Nuit de la conscience


Souvent l'art de Lobo Antunes est dépeint comme art de la mémoire, exploration de ses recoins, de ses méandres, de ses zones les plus obscures au double sens du mot, occultées mais aussi confuses, encombrées de scories et de matériaux de rebut. A la lecture de son dernier livre, on prend conscience qu'au-delà de la seule mémoire, c'est toute la psyché humaine qu'il fore de son style si particulier. Une occasion peut-être d'évoquer son intimité avec l'univers de la psychiatrie depuis l'enfance en raison du métier de son père puis de sa propre activité de psychiatre à Lisbonne ; et de rappeler que s'il n'exerce plus son métier, il a conservé à l'hôpital psychiatrique un petit bureau où il vient souvent pour écrire.

Dans ce livre, il semble être entré sous le crâne d'une petite fille ou d'une toute jeune adolescente, dans une vieille maison d'Estoril.
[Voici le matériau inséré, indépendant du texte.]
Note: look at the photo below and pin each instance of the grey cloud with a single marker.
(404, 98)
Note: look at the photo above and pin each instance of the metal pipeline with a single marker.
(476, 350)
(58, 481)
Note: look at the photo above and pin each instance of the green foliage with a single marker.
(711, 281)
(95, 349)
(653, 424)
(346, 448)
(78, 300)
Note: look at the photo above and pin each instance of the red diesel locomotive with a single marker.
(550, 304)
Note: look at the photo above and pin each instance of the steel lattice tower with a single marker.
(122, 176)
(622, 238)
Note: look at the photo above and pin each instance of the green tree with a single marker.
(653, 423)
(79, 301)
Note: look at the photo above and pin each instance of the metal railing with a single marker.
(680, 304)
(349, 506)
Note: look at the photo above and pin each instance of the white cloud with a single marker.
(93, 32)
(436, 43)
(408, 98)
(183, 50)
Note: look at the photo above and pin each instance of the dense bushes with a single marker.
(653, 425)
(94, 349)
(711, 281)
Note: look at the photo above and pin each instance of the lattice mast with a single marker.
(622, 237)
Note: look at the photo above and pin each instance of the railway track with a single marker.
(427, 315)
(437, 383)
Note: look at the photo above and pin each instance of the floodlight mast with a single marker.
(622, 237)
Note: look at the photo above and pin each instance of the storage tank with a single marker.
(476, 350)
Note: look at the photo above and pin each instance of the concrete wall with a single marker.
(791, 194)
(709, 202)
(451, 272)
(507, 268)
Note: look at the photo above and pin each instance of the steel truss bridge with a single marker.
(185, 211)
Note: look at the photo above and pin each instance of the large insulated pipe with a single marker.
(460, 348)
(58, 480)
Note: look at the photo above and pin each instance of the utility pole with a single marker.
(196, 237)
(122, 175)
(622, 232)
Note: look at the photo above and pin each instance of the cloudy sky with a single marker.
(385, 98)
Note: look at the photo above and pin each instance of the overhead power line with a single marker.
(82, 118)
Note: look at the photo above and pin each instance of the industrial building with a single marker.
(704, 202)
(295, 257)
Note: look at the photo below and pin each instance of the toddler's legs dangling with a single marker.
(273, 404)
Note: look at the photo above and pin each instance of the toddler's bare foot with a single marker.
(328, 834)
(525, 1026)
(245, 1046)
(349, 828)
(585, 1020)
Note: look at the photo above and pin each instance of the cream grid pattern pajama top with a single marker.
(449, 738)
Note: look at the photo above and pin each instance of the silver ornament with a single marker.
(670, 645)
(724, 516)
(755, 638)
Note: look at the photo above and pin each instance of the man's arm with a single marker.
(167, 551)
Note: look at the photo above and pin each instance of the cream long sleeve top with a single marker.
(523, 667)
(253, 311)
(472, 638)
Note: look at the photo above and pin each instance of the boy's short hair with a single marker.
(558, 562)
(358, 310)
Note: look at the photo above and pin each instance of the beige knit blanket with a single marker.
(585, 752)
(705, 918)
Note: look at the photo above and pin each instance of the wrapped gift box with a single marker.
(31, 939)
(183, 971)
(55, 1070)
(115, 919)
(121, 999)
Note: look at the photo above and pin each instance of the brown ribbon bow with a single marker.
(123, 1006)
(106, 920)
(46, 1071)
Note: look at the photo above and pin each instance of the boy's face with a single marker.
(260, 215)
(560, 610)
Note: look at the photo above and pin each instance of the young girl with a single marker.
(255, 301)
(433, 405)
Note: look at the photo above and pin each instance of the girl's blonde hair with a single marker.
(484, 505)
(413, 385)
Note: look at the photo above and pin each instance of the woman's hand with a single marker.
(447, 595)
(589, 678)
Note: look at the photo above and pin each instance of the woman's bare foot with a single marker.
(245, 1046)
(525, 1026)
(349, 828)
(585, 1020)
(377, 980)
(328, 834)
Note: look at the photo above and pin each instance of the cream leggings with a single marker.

Dans cette tête-là, il se passe mille choses, souvent très confuses et c'est bien ce qui intéresse l'auteur qui prend le parti de ne pas trier, du moins en apparence, ce matériau brut. Il se fait sismographe de cette conscience, de ses questions, de ses obsessions, de ses impressions, de ses rêves diurnes et nocturnes. Il la campe comme un théâtre où s'élèvent de nombreuses voix en une véritable polyphonie, avec des rythmes très particuliers, des ressassements, souvent sur un mode de litanie ou de mélopée. Le prénom de la narratrice, Maria Clara, scande le texte, tout comme diverses interventions de ses proches, littéralement reprises plusieurs fois en quelques pages, comme si réalité extérieure et vie intérieure sans cesse interféraient.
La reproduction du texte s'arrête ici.